Jonas Brothers Are Serious About Having a Good Time on ‘The Album’

Music

How serious are Joe, Kevin, and Nick Jonas about stoking a carefree vibe on their sixth full-length? Not only did they give it the hair-tossing title The Album, they’ve stock it with songs that have titles like “Vacation Eyes,” “Summer in the Hamptons,” and “Vacation Baby.” The result is a sparkling pop party full of romance and hooks, with the three brothers—along with pop maximalist Jon Bellion and other top-tier producers—flexing their songwriting and harmonic chops.

Since forming in 2005, Jonas Brothers have been making sneakily sophisticated pop songs that blend of-the-moment trends with bits borrowed from funk.

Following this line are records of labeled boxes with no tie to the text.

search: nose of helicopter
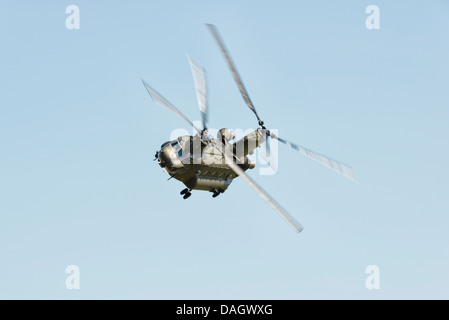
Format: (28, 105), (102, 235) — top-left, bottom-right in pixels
(157, 150), (170, 168)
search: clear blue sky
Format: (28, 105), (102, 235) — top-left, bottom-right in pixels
(0, 0), (449, 299)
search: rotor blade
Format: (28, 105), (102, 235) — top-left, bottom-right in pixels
(207, 24), (261, 121)
(222, 152), (304, 232)
(142, 80), (201, 133)
(187, 55), (207, 130)
(270, 133), (358, 183)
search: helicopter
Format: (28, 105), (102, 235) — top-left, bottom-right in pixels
(142, 24), (357, 232)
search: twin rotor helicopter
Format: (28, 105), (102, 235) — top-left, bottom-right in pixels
(142, 24), (357, 232)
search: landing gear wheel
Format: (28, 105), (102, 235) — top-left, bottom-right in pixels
(183, 192), (192, 199)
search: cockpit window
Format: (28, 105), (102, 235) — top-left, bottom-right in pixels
(171, 141), (181, 151)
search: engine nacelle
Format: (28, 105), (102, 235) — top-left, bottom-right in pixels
(218, 128), (235, 142)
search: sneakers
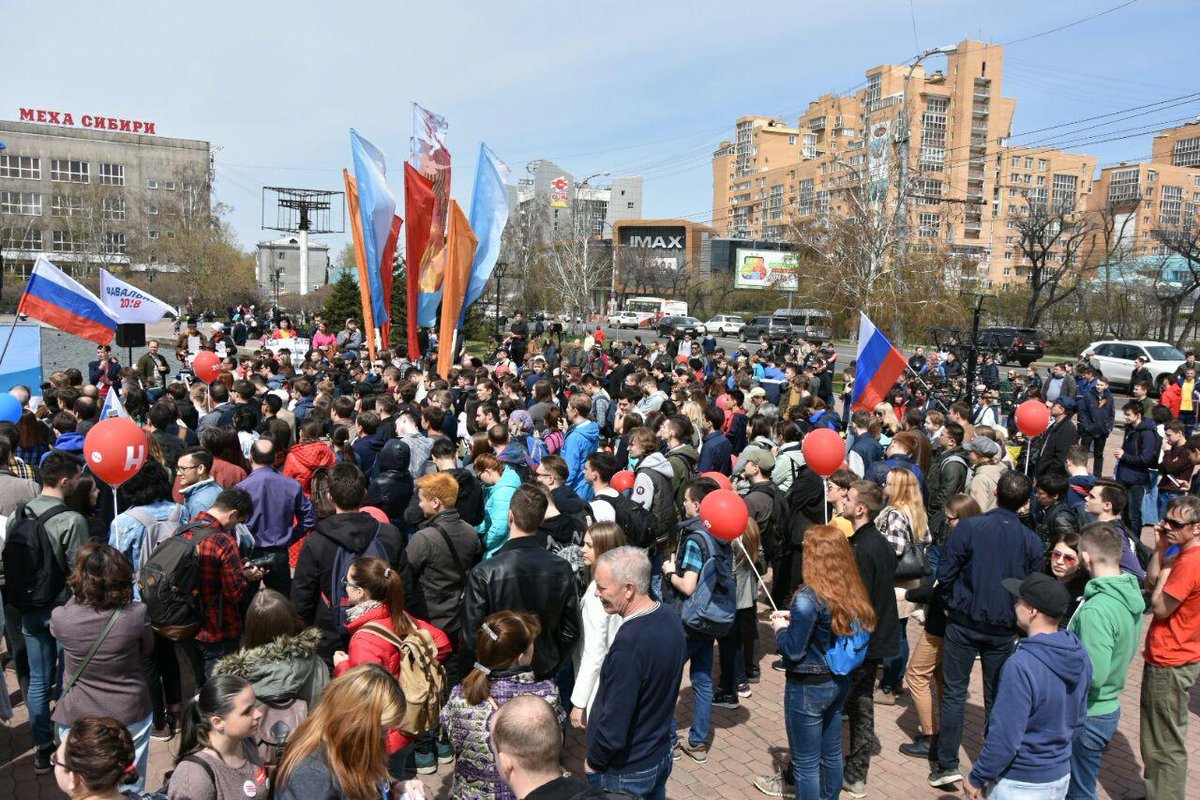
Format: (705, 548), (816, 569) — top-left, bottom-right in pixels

The Album throws that formula back a bit, bringing in sonic cues from the glossiest moments of the Seventies—plush synths on “Vacation Eyes,” crystalline pianos on “Montana Sky,” Bee Gees-quality harmonies all over the place—in a way that makes its release at the outset of pool-party season uncannily timed.  

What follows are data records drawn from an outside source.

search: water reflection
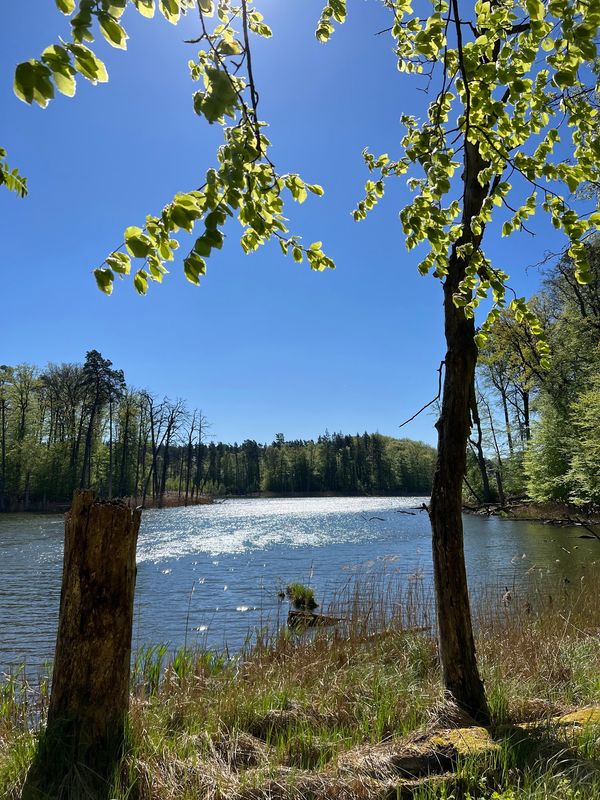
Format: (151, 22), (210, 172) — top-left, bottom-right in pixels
(0, 497), (600, 669)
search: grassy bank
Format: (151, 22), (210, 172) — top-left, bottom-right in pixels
(464, 500), (600, 538)
(0, 566), (600, 800)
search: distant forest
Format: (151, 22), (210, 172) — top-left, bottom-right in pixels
(0, 350), (435, 511)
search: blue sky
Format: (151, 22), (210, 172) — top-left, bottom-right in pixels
(0, 0), (572, 442)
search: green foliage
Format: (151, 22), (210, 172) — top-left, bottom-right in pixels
(330, 0), (600, 360)
(524, 403), (571, 502)
(0, 147), (27, 197)
(14, 0), (332, 294)
(285, 583), (319, 611)
(0, 351), (435, 510)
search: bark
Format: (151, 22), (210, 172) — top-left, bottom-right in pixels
(23, 490), (141, 800)
(429, 142), (489, 723)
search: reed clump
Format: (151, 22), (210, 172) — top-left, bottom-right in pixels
(0, 566), (600, 800)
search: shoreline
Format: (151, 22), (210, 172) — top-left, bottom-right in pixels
(463, 500), (600, 539)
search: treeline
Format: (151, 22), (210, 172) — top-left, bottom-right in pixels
(0, 350), (435, 511)
(0, 350), (214, 511)
(199, 433), (435, 495)
(467, 237), (600, 506)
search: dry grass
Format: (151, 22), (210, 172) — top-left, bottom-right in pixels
(0, 568), (600, 800)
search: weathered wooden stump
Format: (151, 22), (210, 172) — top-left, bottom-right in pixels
(23, 490), (141, 800)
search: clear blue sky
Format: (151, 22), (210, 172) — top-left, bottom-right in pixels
(0, 0), (559, 442)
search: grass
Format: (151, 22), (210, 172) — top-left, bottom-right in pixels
(0, 566), (600, 800)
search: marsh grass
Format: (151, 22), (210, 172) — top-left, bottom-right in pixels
(0, 567), (600, 800)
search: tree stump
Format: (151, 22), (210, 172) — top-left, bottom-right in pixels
(23, 490), (141, 800)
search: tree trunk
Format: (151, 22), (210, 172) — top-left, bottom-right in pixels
(108, 397), (113, 500)
(23, 490), (141, 800)
(430, 278), (489, 723)
(429, 141), (489, 724)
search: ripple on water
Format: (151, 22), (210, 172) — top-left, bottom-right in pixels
(0, 497), (596, 670)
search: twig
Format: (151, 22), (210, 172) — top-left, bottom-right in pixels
(398, 361), (446, 428)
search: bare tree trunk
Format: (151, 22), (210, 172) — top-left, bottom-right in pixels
(429, 141), (489, 723)
(23, 490), (141, 800)
(108, 396), (113, 500)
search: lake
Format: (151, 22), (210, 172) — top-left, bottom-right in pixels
(0, 497), (600, 671)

The only true dud is “Americana,” a funk-country nugget that’s the band’s attempt at stoking connection between the country’s fractured factions. It reels off pop-culture totems—in addition to “Americana, blue jeans, and marijuana,” Jay-Z, James Dean, and Jersey Shore get name-checked—as a way of showing that yes, these states can truly become united once again. It’s an admirable effort, but one that feels too mawkish and rooted in the pre-Twitter past (James Dean??) to really mean anything.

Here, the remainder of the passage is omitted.